By Virginia Hughes | August 2, 2012 | 11 Comments
On April 17, 1997, Bill and Hillary Clinton organized a one-day meeting with a long and lofty title: The White House Conference on Early Childhood Development and Learning: What New Research on the Brain Tells Us About Our Youngest Children.
The meeting featured eight-minute presentations from experts in public policy, education and child development, and one neuroscientist. They discussed, among other things, how 6-month-old infants learn to discriminate the sounds of their native language, and how, if a kitten’s eye is patched during early development — and therefore deprived of light inputs — it will go permanently blind in that eye, even after the patch comes off. The First Lady gave the gist of the meeting in her opening remarks: The first three years of life, she reportedly said, “can determine whether children will grow up to be peaceful or violent citizens, focused or undisciplined workers, attentive or detached parents themselves.”
Behind the hyperbole of that statement is an important idea based in solid science. The first few years of life are a “critical period” for brain development, during which experiences — strong parental attachments, exposure to written and spoken language, social interactions — sculpt brain circuits in a way that’s difficult to un-sculpt. When a developing brain isn’t adequately stimulated, as often happens to children living in poverty, for example, or in the foster care system, this deprivation can lead to problems in cognition, attention and social behaviors.
The conference spurred a media frenzy. “Suddenly, every magazine and newspaper is saying, ‘Oh my god, life ends at the age of 3 when the critical period ends’,” recalls Charles Nelson, a developmental neuroscientist at Harvard. You might think that all the attention on critical periods would have led to more research on disadvantaged children. To some extent, it did (more on that later), but the vast majority of the public discussion went toward the other end of the socioeconomic spectrum.
America’s new obsession with the critical period launched a cottage industry of educational materials — such as the well-known Baby Einstein/Baby Mozart brand — which were endorsed and distributed by several nonprofits and state governments. The governor of Georgia, Zell Miller, even convinced hospitals to give out classical music cassette tapes to all new parents with instructions to play for their newborn. All of it was based on an untested premise: If depriving a baby during the critical period leads to terrible psychological outcomes, then giving her extra stimulation (or “enriched environments”) should lead to a super-duper brain.
There was (and still is) little science to back this up, and Nelson and other researchers did the best they could to clear up misconceptions.

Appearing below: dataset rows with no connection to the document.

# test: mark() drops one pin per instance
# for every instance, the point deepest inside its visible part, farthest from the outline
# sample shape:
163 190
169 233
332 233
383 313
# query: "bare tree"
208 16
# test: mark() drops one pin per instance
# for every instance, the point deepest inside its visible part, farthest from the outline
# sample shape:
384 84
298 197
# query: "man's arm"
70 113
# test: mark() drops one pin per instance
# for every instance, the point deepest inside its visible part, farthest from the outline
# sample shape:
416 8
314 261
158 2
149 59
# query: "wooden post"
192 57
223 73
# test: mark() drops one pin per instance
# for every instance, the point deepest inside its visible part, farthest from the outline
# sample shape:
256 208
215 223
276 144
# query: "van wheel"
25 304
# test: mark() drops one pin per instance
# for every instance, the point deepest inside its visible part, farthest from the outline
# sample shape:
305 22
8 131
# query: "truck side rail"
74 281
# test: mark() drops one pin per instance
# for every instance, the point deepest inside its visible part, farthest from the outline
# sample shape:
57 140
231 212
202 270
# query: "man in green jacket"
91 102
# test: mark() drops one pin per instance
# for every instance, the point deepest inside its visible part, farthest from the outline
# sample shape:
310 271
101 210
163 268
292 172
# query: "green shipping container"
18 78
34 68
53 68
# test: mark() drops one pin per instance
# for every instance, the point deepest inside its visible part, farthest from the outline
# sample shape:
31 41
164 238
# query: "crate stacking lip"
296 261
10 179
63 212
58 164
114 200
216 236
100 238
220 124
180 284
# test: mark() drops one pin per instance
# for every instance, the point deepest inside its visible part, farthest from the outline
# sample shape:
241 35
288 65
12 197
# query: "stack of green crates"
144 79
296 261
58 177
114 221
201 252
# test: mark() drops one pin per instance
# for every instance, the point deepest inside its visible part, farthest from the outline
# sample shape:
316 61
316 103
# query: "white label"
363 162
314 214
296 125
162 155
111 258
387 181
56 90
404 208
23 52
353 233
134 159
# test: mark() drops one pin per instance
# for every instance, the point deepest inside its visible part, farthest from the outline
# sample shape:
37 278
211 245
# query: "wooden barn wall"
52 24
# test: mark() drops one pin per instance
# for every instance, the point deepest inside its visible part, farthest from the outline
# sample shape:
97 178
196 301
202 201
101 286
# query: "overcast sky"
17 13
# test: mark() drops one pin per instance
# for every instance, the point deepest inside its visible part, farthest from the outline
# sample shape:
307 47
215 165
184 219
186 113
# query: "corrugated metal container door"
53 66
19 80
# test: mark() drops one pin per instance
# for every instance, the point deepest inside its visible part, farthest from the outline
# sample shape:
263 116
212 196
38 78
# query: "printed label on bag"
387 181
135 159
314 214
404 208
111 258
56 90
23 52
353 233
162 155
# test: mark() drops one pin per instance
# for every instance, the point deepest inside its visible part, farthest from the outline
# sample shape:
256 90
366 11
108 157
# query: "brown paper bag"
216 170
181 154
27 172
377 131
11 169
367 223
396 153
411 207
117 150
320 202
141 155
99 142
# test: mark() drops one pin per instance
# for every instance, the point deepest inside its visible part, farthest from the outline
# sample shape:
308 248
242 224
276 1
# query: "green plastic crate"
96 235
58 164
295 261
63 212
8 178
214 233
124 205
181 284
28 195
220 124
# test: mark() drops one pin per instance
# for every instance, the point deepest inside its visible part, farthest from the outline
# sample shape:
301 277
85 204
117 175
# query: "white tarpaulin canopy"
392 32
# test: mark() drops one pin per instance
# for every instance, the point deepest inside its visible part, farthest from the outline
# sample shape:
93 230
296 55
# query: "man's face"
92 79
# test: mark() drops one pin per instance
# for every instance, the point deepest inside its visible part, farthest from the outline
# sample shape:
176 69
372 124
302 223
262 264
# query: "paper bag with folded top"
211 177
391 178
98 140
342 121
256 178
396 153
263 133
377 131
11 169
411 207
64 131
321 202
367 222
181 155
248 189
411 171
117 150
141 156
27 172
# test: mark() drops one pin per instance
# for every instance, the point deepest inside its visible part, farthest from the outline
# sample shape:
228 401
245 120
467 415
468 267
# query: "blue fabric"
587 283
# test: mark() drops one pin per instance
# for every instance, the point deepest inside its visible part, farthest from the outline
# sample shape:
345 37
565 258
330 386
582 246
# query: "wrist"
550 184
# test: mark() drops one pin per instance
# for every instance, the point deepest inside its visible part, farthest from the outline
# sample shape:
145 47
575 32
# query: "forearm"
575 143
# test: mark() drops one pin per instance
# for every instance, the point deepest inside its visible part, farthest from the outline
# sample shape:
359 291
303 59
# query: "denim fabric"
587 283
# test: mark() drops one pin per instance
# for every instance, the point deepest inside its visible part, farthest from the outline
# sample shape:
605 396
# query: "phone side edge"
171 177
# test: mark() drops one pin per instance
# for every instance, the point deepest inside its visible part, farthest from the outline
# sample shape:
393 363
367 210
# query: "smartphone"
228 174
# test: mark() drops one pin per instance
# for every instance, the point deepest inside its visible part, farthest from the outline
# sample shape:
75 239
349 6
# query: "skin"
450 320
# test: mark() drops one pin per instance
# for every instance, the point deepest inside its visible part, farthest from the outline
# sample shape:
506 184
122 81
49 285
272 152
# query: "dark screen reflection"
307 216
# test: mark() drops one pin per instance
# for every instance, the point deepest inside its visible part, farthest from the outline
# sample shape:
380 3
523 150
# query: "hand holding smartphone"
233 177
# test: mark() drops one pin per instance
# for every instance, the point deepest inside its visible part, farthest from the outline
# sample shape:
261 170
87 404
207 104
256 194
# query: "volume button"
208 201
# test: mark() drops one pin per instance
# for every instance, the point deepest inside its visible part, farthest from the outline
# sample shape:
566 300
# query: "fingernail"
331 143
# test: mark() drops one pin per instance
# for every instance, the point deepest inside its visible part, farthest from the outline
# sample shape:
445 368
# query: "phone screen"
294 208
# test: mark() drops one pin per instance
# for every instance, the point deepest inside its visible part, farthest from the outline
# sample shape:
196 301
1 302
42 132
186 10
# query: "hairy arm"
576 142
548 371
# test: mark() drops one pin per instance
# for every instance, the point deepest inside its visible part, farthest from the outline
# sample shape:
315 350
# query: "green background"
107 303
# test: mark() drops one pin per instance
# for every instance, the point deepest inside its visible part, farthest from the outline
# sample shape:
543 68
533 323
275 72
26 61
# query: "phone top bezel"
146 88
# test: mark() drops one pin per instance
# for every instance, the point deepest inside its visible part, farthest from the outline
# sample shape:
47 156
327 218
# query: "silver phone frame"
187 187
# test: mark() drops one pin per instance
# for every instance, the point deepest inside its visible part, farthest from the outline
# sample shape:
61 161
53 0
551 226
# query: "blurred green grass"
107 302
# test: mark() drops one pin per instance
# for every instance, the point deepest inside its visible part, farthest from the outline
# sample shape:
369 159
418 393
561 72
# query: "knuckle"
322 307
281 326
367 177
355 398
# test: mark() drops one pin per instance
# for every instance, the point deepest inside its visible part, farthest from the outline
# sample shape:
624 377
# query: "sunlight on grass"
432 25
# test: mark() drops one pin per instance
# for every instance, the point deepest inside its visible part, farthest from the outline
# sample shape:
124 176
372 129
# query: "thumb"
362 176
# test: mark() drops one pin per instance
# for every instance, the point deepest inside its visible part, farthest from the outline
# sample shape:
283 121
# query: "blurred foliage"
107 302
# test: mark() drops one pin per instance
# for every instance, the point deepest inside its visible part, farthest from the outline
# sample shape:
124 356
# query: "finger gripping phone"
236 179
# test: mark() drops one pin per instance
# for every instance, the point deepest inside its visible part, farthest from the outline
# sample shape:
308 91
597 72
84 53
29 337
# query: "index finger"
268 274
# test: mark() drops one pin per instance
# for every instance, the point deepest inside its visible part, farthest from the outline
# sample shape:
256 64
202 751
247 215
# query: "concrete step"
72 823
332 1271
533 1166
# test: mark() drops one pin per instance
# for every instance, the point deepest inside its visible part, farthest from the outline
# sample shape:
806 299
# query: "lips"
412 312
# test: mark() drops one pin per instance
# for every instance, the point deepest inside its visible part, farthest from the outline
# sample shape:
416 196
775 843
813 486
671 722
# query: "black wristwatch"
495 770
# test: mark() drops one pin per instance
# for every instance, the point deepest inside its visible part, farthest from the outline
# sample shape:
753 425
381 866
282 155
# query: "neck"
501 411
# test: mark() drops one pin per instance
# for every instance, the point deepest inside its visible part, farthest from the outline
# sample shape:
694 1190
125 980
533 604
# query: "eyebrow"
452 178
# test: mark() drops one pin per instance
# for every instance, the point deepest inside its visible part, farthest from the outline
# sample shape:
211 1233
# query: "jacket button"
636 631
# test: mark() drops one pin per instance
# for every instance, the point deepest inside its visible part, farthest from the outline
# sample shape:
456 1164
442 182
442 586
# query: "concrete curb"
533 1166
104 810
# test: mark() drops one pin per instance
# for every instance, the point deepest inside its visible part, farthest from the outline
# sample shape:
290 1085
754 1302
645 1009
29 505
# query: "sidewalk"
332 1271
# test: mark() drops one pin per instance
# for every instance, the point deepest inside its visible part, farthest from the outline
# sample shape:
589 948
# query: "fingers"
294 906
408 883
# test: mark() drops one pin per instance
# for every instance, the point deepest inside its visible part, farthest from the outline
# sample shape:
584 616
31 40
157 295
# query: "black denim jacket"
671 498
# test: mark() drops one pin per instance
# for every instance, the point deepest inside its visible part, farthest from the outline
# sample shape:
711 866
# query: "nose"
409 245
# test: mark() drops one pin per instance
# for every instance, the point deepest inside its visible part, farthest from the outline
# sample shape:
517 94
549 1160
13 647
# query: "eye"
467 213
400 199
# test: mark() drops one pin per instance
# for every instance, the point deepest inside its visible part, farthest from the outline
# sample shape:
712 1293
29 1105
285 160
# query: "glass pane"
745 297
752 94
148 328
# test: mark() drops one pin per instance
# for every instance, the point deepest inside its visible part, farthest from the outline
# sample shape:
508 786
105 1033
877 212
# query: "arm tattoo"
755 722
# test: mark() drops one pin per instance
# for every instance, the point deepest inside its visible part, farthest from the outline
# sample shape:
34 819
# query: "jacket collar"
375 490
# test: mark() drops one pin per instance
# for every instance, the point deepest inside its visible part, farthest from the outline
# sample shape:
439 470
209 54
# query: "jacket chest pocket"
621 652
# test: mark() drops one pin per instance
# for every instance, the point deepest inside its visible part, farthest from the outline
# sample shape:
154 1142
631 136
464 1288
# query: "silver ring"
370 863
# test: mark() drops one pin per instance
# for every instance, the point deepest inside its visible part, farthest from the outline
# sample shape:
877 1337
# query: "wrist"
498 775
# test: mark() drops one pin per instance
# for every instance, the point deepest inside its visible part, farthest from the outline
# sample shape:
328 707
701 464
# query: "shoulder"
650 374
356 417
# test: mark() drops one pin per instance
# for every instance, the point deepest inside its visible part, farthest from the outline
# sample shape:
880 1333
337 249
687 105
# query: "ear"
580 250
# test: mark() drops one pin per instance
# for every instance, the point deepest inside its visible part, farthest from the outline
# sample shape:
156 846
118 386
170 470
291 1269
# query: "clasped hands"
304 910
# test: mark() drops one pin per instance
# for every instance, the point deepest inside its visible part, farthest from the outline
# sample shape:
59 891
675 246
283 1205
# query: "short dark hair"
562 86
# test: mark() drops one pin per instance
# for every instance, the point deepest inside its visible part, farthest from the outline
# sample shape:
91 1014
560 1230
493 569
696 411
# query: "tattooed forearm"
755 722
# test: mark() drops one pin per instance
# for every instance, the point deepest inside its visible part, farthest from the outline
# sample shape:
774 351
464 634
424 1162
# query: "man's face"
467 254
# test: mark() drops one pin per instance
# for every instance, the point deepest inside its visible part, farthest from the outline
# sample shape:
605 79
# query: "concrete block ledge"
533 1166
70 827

A few years ago, after a study came out showing that children who watch Baby Einstein videos actually do worse at learning words, the company stopped claiming its materials have educational benefits*. Yet many parents are still being told that enriched environments — whether colorful mobiles, “sensorial materials,” car seat galleries, or horseback riding lessons — spur early brain development.
That well-intentioned parents may be wasting money on a lot of shiny toys doesn’t exactly keep me awake at night. What’s disappointing is that the enrichment meme seems to have overshadowed the real lesson of the research on critical periods: that poverty and child neglect often have devastating and long-lasting effects on the brain.
Two studies published in the past week, for example, have shown that children who experience to severe neglect, abuse, or injury in childhood (even after age 3, by the way) have abnormal brain wiring when they hit adolescence.
The first report, published by Nelson and his colleagues in the Proceedings of the National Academy of Sciences, was part of a 12-year study tracking the fates of 136 Romanian orphans, some of whom were raised in state-run institutions and others in foster care families. Around age 8, children who grew up in institutions have less white matter, the tissue that links up different brain regions, compared with those raised in families, the study found.
Some may think of this as an unfortunate, though unsurprising reality of life in a post-Communist country — a tragic story for Romania, but not particularly relevant to us here in the U.S. Not true. Nelson points out that the defining element of institutional living, the absence of invested caregivers, is also what happens to many children in poverty. The work in Romania, he says, “is a wake-up call to the millions of children in the U.S. who are living in circumstances that are only marginally better than kids living in institutions.”
This idea is bolstered by the second new study, published yesterday in Neuropsychopharmacology. Researchers in Texas scanned the brains of adolescents who had experienced neglect or abuse before age 10. These kids had weaker white matter tracts in adolescence compared with peers who didn’t experience early adversity. What’s more, the adolescents with deficits in brain connectivity were more likely to be dealing with depression or substance abuse five years later.
When it comes to the reception of this research in yuppie circles, how much responsibility falls on science journalists? Whenever I pitch a story, an editor is bound to ask me about its relevance, or “take-home message,” for the publication’s readers. This is legitimate; of course I want my readers to be interested. But I suspect that sometimes, in framing a story for a targeted demographic, its message for those outside the bubble is lost. I can’t help but use the obvious metaphor. There seems to have been a critical period for reporting on critical period research, and the misinterpretations sculpted during that window are difficult to un-sculpt.
*Baby Einstein contests the claims of this study.